Sin embargo, sería peligroso focalizar este problema en la población inmigrante.


       En el llamado primer mundo (dentro del cual se supone que nos encontramos), existe una sospechosa tendencia a situar las miserias humanas en lo que se ha dado en llamar el tercer mundo.
Ello no debería llevarnos a bajar la guardia, descargando la tendencia al alta de los últimos años, en la población inmigrante.


       Además, ningún estudio riguroso sacaría conclusiones tomando como muestra las primeras semanas del año. Debemos tener igualmente en cuenta que en ocasiones aunque la víctima sea extranjera, (no necesariamente inmigrante) el agresor es español o viceversa.

       Algunos aprovecharán que el Pisuerga pasa por Valladolid para cargar las tintas contra la Ley Integral. Se les puede argumentar que el Código Penal lleva decenas de años aplicándose con el resultado por tod@s conocido y nadie pide por ello su derogación.

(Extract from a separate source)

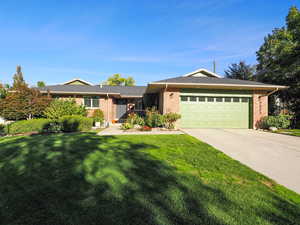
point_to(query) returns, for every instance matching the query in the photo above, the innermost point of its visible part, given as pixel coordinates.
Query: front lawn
(84, 179)
(293, 132)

       La lucha contra la violencia de género es una carrera de fondo en la que no faltarán los obstáculos. El necesario cambio de mentalidad de una parte importante de nuestra sociedad, hace que los resultados no se esperen a corto plazo.


       En cualquier caso, es innegable que el sistema sigue fallando. Si los Juzgados de Violencia sobre la Mujer, fueran realmente especialistas; si la asistencia psicológica especializada fuera inmediata evitaríamos que la mujer diera otra oportunidad a su agresor; si la vigilancia de medidas y penas de alejamiento fuera rigurosa, se impedirían reiterados quebrantamientos que tanto perturban la recuperación de la mujer.

       Como en años anteriores, los medios de comunicación se afanan en llevar la cuenta como si de un problema matemático se tratara y dependiendo de la fuente consultada, obtendremos cifras distintas.

        Es muy posible que cuando estas letras vean la luz alguna otra mujer se haya incorporado a la fatídica lista, mientras nuestra sociedad parece resignada a llevar el escalofriante cómputo con la ya manida pregunta ¿cuántas van ya?